The first derivative is a powerful tool in calculus, as it helps us understand the rate of change of a function. In this exercise, we start with the function given by \[y = \ln \cos x\quad \text{for} \quad -\pi/2 < x < \pi/2\]To find the first time derivative, we apply the chain rule. This rule allows us to differentiate complex expressions by breaking them into simpler parts. For our function, the derivative of \[y = \ln \cos x\]is:\[\frac{dy}{dx} = \frac{1}{\cos x} \cdot (-\sin x) = -\tan x\]This shows that the rate of change of the function with respect to x is \(-\tan x\),indicating how the function slopes down or up. Knowing the first derivative tells us how the function behaves, at least locally, and prepares us for further exploration like finding critical points and analyzing concavity.

The second derivative of a function gives us insight into the curvature of the function, which is essentially how "bendy" it is.

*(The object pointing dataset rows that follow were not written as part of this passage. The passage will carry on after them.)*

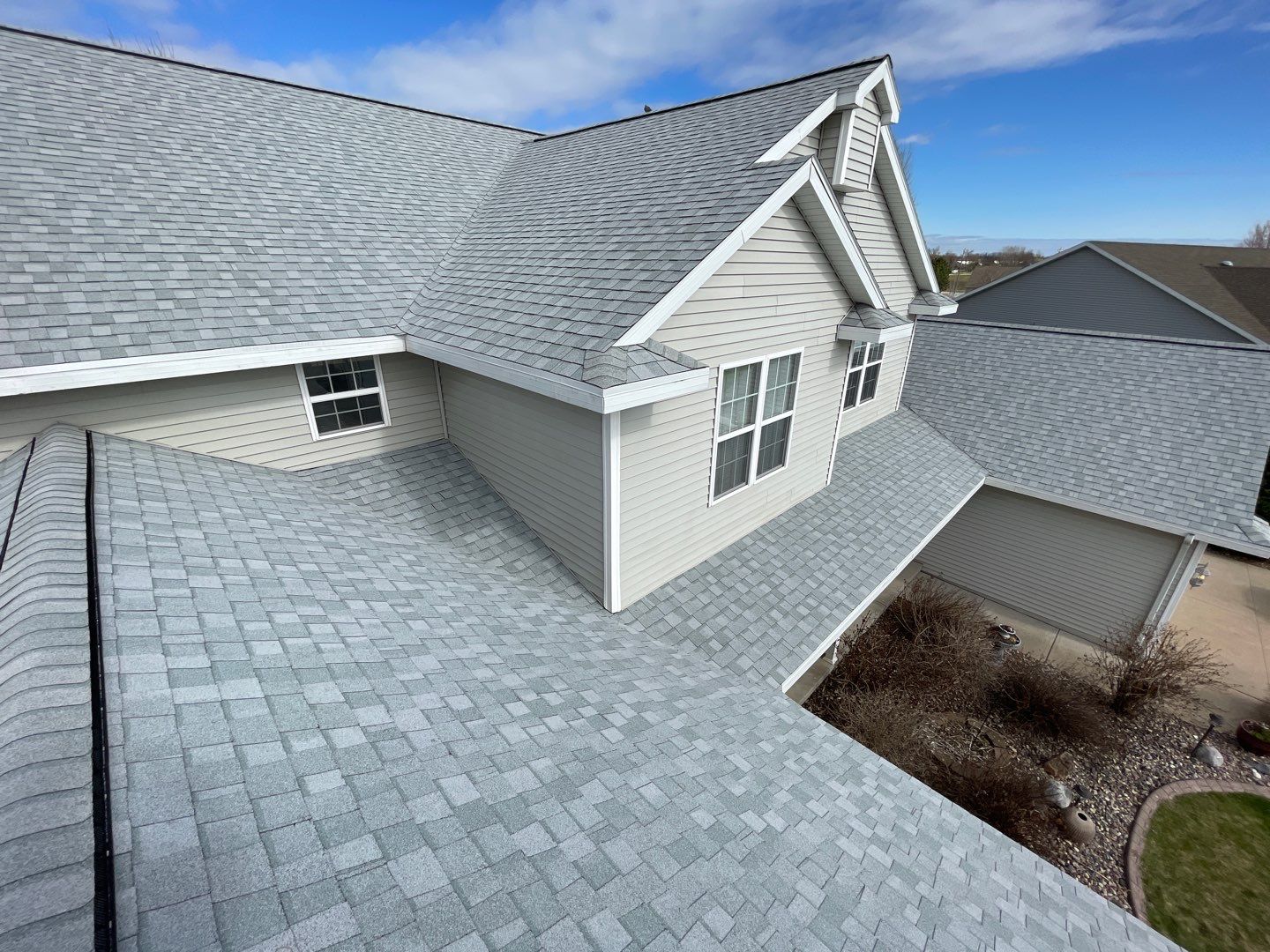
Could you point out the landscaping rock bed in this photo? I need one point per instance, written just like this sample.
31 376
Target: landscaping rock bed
920 687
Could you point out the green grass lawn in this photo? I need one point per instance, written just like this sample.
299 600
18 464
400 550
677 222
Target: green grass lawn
1206 871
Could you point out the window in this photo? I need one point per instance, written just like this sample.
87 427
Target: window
343 395
863 374
753 435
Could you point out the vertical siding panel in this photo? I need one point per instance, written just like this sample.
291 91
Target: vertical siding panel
1077 570
778 292
254 417
542 456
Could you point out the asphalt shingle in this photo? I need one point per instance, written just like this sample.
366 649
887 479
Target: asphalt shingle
1174 432
456 747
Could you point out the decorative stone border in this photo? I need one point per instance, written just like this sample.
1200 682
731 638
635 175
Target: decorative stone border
1138 833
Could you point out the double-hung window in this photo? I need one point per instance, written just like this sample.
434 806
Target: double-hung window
863 374
755 420
343 397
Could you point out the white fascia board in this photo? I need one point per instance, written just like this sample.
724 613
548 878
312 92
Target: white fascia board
875 335
130 369
884 78
550 385
857 276
1168 290
932 310
649 391
906 222
1120 516
657 315
873 596
799 132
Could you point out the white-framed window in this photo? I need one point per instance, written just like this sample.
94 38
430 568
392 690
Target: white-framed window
755 420
863 371
343 397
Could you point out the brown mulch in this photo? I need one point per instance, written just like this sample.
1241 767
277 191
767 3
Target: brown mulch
1117 770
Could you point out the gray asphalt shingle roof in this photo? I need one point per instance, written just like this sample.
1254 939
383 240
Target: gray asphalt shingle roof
365 707
587 230
46 720
1169 430
150 207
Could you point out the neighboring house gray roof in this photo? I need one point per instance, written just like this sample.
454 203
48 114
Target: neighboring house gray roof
1197 273
1085 290
46 714
153 207
586 231
1168 430
367 706
765 603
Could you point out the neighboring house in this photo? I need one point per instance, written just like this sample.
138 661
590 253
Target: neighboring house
1199 292
456 502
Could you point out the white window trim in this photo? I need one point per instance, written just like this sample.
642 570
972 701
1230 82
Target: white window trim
863 367
326 398
757 426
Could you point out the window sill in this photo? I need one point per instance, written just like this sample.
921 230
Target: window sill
352 430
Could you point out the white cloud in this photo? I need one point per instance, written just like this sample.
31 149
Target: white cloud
542 58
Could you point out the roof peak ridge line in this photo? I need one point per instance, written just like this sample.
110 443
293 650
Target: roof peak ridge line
721 97
239 74
1249 346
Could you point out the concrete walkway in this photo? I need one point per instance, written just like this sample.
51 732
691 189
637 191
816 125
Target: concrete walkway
1232 612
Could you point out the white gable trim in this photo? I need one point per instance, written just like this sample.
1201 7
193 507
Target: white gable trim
891 176
888 100
802 131
130 369
1094 247
569 391
873 596
811 190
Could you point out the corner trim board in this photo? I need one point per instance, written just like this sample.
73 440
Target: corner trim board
612 456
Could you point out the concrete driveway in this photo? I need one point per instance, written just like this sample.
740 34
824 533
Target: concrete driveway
1232 612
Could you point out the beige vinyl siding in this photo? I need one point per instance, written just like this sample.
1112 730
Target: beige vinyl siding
891 378
1080 571
542 456
857 173
256 417
776 294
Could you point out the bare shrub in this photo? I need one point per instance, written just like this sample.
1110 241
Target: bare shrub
883 721
1149 666
927 608
1047 700
1000 792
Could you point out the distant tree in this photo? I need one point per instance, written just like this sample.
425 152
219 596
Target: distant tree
943 271
1259 236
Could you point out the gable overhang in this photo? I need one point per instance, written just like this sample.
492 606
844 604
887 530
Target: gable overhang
882 79
131 369
808 188
1094 247
602 400
894 187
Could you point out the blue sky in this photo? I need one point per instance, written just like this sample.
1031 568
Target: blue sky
1036 121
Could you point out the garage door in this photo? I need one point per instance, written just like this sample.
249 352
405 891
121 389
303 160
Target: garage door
1080 571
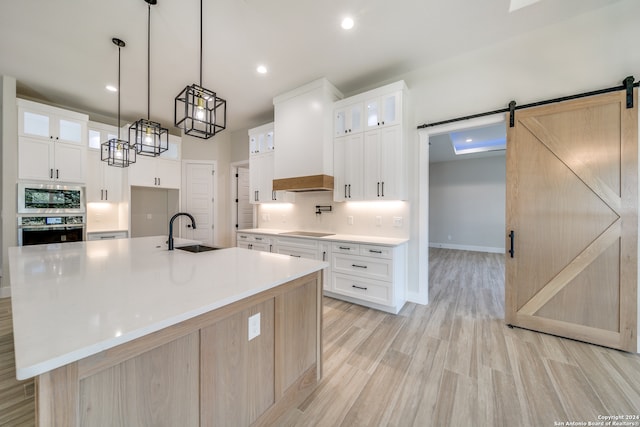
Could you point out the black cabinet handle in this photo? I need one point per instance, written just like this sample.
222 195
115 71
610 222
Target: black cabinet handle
512 236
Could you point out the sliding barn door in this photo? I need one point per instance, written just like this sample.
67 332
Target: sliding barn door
572 202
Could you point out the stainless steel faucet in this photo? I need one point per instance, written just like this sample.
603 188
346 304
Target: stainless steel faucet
193 225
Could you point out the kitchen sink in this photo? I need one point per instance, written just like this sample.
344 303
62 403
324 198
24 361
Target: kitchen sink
197 248
306 233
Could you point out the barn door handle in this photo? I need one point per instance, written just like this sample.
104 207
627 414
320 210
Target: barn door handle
511 237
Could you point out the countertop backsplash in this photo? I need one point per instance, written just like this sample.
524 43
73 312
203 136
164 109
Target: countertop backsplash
384 219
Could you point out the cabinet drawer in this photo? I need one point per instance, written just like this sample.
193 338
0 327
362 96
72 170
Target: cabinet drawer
346 248
376 251
293 242
107 235
297 252
380 269
365 289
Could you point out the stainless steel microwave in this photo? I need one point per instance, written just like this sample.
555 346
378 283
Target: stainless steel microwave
40 198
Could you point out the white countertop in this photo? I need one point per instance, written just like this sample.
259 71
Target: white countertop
72 300
355 238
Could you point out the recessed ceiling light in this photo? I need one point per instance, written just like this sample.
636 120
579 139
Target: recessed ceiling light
347 23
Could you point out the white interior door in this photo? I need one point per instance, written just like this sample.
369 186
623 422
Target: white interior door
244 211
198 201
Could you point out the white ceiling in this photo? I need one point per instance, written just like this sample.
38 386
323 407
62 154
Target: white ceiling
61 52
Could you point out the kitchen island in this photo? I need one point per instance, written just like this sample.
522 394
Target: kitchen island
124 332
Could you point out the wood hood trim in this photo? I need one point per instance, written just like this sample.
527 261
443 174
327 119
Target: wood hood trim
304 183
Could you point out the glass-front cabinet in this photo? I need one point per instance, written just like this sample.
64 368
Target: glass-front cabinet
384 110
55 124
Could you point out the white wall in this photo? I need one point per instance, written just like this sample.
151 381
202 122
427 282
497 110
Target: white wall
467 204
301 216
9 140
217 148
592 51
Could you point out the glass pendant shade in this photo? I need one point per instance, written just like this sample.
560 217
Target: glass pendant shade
117 152
199 112
149 138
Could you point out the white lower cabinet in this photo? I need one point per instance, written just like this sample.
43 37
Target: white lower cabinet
371 275
107 235
254 242
362 273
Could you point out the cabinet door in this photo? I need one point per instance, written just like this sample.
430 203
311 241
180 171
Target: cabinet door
143 172
69 161
266 178
254 179
392 166
94 190
353 163
168 173
34 124
383 164
70 130
35 158
384 110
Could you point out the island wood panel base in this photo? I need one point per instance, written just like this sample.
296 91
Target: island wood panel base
203 371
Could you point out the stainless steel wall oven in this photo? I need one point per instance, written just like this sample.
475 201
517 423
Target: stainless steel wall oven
50 213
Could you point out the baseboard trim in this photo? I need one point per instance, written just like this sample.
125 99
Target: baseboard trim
416 298
5 292
472 248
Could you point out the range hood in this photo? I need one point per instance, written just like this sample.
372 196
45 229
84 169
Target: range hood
303 129
304 183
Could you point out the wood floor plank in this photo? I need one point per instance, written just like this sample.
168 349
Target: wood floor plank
371 407
452 362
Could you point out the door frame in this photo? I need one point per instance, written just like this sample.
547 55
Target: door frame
215 208
422 273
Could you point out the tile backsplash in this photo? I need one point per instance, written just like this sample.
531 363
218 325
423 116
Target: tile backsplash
386 219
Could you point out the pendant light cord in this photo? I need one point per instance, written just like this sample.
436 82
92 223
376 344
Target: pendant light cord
118 92
149 65
200 43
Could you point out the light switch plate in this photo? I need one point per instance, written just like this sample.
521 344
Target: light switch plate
254 326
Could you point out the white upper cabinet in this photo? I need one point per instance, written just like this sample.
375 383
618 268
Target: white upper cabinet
261 139
348 168
40 121
348 119
261 167
384 161
51 143
370 158
384 110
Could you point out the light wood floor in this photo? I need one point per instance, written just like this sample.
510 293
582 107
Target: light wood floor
450 363
455 362
17 404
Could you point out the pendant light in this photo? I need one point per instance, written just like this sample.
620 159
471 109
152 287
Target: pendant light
149 138
118 152
198 111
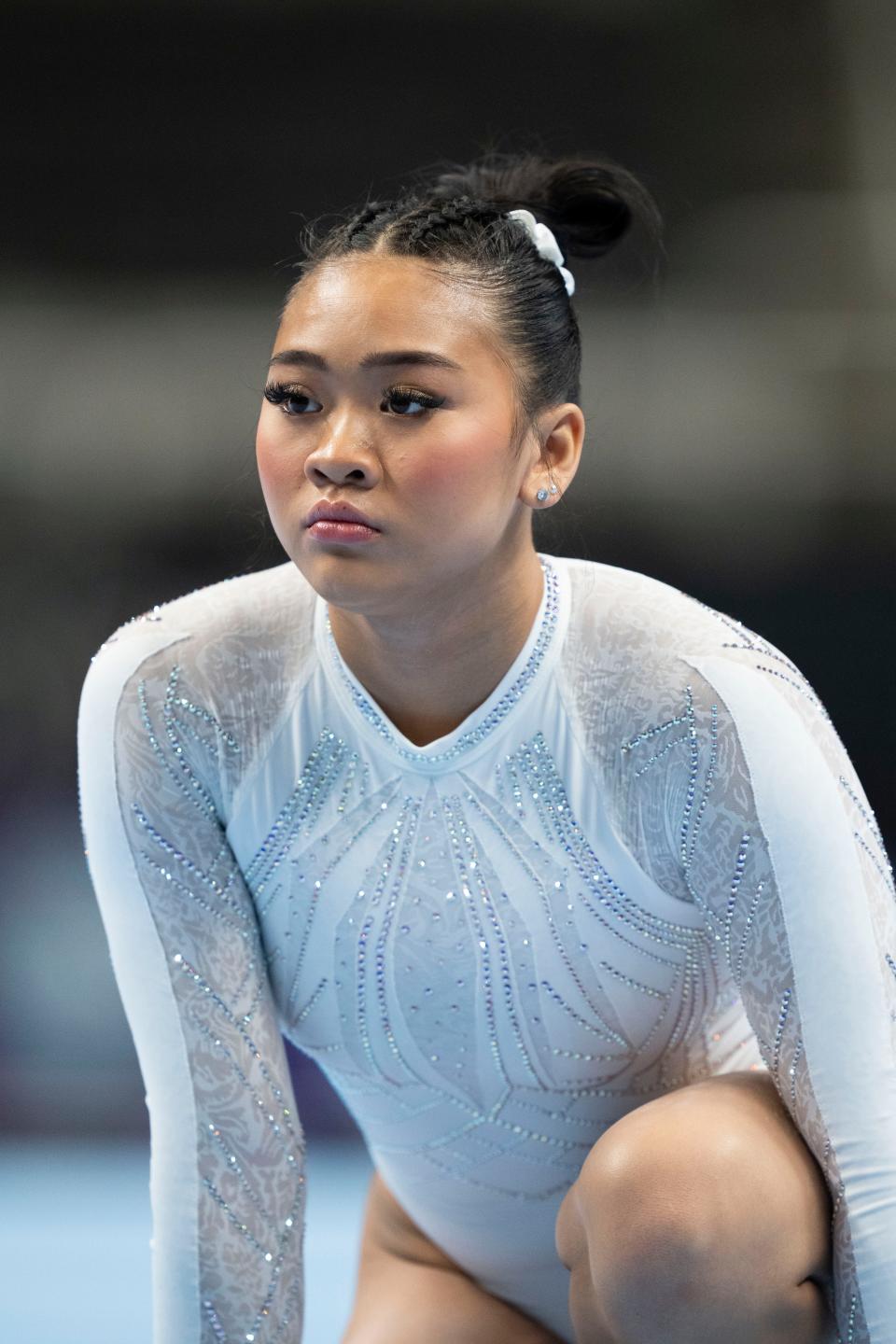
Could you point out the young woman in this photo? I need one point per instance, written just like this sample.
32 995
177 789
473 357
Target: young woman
565 878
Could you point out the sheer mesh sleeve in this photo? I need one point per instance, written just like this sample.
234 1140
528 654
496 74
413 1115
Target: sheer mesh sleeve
227 1151
737 782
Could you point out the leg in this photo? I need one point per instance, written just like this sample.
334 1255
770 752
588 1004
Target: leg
699 1216
409 1292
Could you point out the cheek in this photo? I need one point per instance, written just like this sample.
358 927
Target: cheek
275 467
468 468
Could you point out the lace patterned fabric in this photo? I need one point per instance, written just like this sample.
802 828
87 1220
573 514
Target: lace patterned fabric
642 861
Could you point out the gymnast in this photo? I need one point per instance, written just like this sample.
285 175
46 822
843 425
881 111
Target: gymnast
563 878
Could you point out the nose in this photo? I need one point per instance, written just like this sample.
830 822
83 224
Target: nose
344 454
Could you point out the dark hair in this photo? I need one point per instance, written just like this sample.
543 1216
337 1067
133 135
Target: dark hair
457 220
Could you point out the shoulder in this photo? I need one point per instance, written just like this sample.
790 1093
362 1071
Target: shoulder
216 629
639 652
226 660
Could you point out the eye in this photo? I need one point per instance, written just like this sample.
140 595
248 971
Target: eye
404 397
293 400
285 394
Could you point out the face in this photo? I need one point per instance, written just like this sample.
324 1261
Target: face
422 449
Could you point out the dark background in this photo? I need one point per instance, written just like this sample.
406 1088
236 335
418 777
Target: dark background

In our exercise, after finding the first derivative \(-\tan x,\)we proceed to find the second derivative by differentiating it once more. This results in:\[\frac{d^2y}{dx^2} = -\sec^2 x\]The second derivative helps us understand how the rate of change (the first derivative) itself is changing. If the second derivative is positive, it means the function is curving upwards, like a smile. If it's negative, the function is curving downwards, like a frown.In our context, \(-\sec^2 x\)means the curve is always bending downwards, indicating it has a concave form throughout the interval. Knowing this sets the stage for applying the curvature formula to delve deeper into the behavior of the curve.

Curvature is a measure of how quickly a curve departs from being a straight line. For the curve defined by \(y = \ln \cos x\),we use the curvature formula:\[\kappa = \frac{|y''|}{(1 + (y')^2)^{3/2}}\]where \(y' = -\tan x\)and \(y'' = -\sec^2 x.\)By substituting these values, we simplify the expression:\[\kappa = \frac{|\sec^2 x|}{(1 + \tan^2 x)^{3/2}}\]Recognizing that \(1 + \tan^2 x = \sec^2 x,\)we further simplify to:\[\kappa = \frac{1}{\sec^3 x} = \cos^3 x\]within the range of \(-\pi/2 < x < \pi/2.\)Finally, we find where the curvature reaches its maximum by investigating the critical points through differentiation. In this exercise, the maximum occurs at \(x = 0,\)where the curve is perfectly flat and \(\kappa = 1,\)indicating maximum curvature directly at this point. Using curvature analysis, we find that our curve is most curved at this specific point.